Mon dernier passage à l’urgence: 21 heures !

Oui bien sûr, vous me direz que je n’aurais pas dû me rendre à l’urgence de l’hôpital Sainte-Marie de Trois-Rivières, car ce lieu est celui où convergent les ambulances de la région. Mais quoi, le système de santé n’est-il pas en amélioration de ses services ?

Après le passage au ministère de la Santé du Québec du docteur spécialiste Gaétan Barrette, j’ai cru que la qualité des services d’urgence allait finalement connaître de belles améliorations. Je reconnaissais en ce brillant cerveau médical la capacité supérieure de donner au peuple québécois les services médicaux nécessaires à la protection de la santé générale des citoyennes et citoyens de tous âges. Le réseau de la Santé du Québec, c’est gros, c’est très gros et son personnel dévoué à prendre soin des gens de toutes les conditions est remarquable. Mais il y a quand même des ratées flagrantes qui devraient rencontrer le «bon sens» afin de les éradiquer sinon les atténuer de belle façon.

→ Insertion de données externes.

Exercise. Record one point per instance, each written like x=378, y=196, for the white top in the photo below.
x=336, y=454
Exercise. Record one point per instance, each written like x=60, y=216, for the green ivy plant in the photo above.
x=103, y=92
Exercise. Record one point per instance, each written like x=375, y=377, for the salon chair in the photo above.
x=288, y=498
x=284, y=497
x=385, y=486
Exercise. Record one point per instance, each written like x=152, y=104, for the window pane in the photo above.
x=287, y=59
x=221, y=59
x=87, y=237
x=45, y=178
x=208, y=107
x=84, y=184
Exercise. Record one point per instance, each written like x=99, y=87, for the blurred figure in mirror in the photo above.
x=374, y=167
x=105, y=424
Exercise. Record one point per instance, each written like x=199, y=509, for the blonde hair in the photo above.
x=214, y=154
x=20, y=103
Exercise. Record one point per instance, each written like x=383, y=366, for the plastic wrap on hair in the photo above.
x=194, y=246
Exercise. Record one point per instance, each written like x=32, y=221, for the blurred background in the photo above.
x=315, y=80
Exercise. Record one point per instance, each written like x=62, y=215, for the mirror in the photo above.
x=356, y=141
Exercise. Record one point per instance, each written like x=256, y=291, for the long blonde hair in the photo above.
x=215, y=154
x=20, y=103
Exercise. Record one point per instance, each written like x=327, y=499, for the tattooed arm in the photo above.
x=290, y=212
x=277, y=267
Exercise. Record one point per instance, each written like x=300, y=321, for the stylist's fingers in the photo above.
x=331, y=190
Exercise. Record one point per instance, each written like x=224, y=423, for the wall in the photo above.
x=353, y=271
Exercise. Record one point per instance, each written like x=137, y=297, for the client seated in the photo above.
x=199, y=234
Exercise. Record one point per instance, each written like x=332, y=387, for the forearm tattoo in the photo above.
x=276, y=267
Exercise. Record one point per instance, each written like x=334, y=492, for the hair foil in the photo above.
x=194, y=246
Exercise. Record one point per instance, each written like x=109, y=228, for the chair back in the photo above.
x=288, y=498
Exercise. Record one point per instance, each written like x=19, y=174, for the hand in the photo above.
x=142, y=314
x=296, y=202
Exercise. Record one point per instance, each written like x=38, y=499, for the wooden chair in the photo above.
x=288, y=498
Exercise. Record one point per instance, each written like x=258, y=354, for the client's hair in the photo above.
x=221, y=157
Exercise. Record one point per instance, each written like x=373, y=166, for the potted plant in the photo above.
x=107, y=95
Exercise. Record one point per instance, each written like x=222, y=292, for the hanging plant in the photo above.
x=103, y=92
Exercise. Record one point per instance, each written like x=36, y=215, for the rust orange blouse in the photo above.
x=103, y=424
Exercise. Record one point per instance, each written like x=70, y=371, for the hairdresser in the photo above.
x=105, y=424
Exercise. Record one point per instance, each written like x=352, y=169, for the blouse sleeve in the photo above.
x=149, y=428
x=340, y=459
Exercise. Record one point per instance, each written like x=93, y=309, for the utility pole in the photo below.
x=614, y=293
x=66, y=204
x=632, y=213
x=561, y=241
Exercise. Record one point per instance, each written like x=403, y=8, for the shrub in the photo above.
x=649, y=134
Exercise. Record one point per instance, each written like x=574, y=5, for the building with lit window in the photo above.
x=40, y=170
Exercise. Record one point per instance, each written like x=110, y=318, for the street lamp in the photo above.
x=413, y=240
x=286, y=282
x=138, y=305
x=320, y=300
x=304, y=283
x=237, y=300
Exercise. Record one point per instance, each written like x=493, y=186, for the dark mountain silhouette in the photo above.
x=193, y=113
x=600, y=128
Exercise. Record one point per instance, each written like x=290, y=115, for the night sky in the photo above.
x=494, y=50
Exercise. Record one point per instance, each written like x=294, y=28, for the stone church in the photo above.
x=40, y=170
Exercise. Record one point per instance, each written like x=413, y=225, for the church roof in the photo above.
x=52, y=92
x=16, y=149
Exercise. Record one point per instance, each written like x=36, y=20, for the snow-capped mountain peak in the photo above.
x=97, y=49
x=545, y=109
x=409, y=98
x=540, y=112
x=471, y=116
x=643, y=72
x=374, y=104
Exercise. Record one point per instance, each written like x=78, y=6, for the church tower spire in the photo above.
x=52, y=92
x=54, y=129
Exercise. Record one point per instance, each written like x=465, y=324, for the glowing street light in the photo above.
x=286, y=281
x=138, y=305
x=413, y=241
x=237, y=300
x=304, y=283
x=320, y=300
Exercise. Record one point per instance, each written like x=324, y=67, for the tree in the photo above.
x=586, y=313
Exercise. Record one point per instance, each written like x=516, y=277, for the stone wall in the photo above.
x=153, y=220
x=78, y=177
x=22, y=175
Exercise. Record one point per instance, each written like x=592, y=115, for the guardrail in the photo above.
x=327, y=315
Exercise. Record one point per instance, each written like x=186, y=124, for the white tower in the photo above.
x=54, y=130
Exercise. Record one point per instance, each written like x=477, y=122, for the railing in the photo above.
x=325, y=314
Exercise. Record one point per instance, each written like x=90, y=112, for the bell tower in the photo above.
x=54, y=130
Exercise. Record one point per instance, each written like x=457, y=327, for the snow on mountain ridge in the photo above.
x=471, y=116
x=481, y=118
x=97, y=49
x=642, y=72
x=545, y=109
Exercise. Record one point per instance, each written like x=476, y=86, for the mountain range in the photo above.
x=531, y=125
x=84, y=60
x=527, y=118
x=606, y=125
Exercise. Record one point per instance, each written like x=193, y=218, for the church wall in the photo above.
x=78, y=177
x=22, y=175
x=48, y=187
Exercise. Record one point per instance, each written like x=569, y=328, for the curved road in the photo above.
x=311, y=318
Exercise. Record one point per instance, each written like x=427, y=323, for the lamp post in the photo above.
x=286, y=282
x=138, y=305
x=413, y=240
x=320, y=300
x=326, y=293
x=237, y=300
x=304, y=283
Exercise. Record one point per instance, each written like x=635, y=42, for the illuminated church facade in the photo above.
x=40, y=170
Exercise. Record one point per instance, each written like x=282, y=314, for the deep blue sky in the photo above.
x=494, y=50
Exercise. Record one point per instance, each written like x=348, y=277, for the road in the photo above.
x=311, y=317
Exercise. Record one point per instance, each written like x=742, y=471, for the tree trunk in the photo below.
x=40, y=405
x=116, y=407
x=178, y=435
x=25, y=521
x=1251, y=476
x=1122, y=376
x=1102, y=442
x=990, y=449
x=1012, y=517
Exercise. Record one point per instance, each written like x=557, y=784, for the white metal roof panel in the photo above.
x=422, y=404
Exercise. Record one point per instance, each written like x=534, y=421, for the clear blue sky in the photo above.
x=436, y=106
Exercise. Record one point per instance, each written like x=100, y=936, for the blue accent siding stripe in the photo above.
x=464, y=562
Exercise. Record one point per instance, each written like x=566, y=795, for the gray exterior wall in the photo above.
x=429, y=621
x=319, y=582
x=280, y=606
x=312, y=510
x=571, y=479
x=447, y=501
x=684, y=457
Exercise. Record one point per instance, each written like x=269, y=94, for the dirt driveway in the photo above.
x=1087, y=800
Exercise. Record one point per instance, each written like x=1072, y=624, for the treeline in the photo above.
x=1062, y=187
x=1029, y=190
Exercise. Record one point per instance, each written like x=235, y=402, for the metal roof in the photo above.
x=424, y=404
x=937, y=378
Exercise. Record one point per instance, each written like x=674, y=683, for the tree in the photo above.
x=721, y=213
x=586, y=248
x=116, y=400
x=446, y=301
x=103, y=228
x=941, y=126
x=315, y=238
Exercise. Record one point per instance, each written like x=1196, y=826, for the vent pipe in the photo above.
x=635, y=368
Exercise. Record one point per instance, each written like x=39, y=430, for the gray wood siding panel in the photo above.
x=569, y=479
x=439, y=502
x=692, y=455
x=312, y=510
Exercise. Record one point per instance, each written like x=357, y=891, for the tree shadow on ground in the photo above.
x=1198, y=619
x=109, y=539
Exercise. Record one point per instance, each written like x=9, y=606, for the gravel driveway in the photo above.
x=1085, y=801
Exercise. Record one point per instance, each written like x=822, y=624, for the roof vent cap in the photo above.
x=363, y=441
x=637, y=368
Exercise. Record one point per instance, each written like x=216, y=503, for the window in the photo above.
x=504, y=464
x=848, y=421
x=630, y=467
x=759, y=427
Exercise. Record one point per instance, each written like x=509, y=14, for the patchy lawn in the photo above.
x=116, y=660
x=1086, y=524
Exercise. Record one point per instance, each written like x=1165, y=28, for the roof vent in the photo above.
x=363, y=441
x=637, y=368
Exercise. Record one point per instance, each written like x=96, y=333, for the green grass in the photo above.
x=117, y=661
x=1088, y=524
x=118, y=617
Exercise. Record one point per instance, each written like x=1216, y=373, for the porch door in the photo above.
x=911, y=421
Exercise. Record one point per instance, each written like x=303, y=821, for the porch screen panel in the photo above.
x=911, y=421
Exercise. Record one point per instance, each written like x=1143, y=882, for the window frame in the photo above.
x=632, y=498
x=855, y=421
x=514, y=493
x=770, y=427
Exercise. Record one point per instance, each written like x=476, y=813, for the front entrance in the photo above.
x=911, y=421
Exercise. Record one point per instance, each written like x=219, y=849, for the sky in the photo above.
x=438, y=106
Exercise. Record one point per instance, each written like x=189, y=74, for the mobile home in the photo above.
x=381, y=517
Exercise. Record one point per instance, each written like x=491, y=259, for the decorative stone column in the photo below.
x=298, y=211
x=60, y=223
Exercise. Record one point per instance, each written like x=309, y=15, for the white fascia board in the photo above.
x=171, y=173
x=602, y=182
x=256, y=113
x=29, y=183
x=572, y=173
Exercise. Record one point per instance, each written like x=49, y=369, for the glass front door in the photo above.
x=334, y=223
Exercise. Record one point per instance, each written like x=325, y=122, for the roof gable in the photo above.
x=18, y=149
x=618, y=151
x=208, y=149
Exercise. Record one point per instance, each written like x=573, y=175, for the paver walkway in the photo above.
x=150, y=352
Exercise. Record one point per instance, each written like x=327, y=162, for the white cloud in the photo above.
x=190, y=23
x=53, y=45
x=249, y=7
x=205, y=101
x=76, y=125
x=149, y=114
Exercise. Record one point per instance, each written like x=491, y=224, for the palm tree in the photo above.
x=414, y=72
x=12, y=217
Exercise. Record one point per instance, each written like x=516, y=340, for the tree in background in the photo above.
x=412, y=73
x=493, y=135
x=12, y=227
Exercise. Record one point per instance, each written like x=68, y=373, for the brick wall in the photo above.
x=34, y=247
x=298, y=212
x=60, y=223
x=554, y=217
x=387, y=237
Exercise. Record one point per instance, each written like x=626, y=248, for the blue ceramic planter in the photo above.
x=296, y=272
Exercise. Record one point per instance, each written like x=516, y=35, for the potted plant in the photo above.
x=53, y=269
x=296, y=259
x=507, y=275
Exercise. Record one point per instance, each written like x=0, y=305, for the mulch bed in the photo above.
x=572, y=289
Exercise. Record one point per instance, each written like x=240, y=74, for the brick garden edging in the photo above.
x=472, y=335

Du 23 au 24 mai 2018, nous avons passé 21 heures à l’urgence de Sainte-Marie (Trois-Rivières) avant d’en sortir avec un plâtre au pied droit de mon épouse, résultat d’un malencontreux accident en vélo.

Assis sur les nouvelles chaises d’un confort douteux (même pour des personnes en santé), nous avons cru que le passage du ministre Barrette (et tous ses prédécesseurs) avait corrigé des lacunes organisationnelles de base. Après mon dernier passage, je dois donner la note «E» («E» pour « échec », non pas pour «excellent») à nos responsables de cette entité médicale de ce gros hôpital. J’aurais voulu donner un «D», même un «C», mais j’aurais manqué de jugement si j’avais considéré cette expérience comme acceptable ou même tolérable.

J’aurais beaucoup à dire ; disons seulement que l’amélioration des temps d’attente de service à l’urgence gagnerait énormément au soulagement des patients qui souffrent, si une communication adéquate de l’évolution de leur dossier leur était transmise à intervale régulière. Dans l’inconnu et le mystère de ce qui se passe réellement de l’autre côté des portes closes, les patients déduisent que leur cas traîne sur le coin d’une table parce qu’il n’y a pas de médecin disponible pour dire où en est leur dossier. Pourquoi ne pas dire ouvertement et honnêtement la situation vécue par le personnel médical, et ainsi permettre aux patients de décider en toute bonne foi, où il peut aller mieux se soigner pour le moment ? L’ignorance augmente la souffrance et décourage qui que ce soit.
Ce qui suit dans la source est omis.